Once you’re part of an organization that manages a resourced budget, employs staff, and holds material power and influence over vulnerable populations and smaller groups, you are no longer acting as just an individual. You represent an institution. Your words, actions, and decisions carry institutional weight, especially when you hold leadership roles. You wield institutional power.
Institutions, no matter how community-based or grassroots they claim to be, are accountable to the people and organizations that invest in them through time, money, labour, or trust.
Accountability means being open to internal and external critique when you are in leadership, because you are no longer acting solely on your own behalf. Institutional critique—meaning the practice of holding organizations accountable for how they wield power—is necessary for any group that claims to be community-rooted. Without it, you stop being of service and start gatekeeping power.

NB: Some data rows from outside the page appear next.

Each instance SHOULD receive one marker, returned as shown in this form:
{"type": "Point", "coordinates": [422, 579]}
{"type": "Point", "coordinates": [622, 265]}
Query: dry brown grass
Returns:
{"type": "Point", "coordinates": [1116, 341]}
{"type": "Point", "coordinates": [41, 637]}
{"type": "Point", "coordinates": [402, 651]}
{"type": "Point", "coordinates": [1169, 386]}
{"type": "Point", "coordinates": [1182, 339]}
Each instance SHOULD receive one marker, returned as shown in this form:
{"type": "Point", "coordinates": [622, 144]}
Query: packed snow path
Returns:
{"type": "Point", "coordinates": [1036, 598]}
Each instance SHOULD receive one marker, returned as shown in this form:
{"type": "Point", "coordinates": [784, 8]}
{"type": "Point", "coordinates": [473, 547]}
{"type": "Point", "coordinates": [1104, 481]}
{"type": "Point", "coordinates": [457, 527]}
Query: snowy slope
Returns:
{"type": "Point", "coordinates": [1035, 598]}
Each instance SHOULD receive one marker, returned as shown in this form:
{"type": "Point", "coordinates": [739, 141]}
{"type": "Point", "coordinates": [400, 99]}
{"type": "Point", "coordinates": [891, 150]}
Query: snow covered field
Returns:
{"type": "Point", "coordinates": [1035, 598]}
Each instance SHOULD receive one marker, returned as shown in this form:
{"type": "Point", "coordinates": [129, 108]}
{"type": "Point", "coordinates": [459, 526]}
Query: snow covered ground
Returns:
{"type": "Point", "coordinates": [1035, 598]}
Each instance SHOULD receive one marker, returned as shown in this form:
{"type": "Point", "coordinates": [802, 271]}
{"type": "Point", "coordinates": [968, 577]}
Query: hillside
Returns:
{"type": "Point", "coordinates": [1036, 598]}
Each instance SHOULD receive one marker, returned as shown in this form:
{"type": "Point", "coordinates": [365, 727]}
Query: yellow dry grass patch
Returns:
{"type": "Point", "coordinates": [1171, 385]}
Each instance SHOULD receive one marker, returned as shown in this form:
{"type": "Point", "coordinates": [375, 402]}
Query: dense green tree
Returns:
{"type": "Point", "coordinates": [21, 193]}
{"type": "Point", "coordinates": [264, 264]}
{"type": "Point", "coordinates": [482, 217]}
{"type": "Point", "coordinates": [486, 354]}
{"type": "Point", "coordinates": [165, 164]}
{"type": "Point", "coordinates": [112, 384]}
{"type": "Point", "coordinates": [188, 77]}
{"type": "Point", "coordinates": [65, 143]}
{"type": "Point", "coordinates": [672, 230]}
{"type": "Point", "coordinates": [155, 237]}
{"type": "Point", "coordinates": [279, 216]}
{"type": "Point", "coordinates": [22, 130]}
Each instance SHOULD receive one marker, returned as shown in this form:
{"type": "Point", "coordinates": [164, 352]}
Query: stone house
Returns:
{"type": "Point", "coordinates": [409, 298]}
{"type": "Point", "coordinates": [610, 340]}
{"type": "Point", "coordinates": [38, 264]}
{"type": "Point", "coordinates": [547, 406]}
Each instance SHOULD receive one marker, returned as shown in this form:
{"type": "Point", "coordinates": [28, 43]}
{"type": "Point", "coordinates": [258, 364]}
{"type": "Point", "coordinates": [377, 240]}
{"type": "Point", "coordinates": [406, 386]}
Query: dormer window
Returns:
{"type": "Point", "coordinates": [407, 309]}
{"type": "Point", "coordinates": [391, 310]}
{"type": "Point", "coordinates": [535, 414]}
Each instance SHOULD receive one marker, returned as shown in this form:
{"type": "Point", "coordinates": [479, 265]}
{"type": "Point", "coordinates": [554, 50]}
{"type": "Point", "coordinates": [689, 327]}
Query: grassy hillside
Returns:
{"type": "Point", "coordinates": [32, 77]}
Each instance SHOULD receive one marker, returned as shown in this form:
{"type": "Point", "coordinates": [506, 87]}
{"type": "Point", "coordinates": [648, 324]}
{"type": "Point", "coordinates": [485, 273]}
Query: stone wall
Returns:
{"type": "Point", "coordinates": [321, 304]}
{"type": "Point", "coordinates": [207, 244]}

The danger arises when institutional leaders and the people around them blur the lines between their personal journeys, feelings, relationships, and the structures they control. When that happens, power gets misplaced.
Feedback is taken as betrayal. Calls for accountability are received as personal attacks. Personal trauma becomes a shield against institutional responsibility. Punishment is framed as protecting relationships and boundaries. Discomfort becomes a justification for retaliation. Harm to others is disguised as care for oneself.
This is not to say institutions are inherently bad or that community organizing should never become institutionalized. People deserve to be paid fairly for work that has often gone unpaid. Community care is more sustainable when it is resourced.
But power and leadership must come with accountability. And accountability begins with knowing the difference between personal discomfort and institutional responsibility.
If not, the oppressed eventually become the oppressors. You end up reproducing the very harms you once resisted, just with different people at the top.
Justice becomes an aesthetic. The performance remains, but the purpose is lost.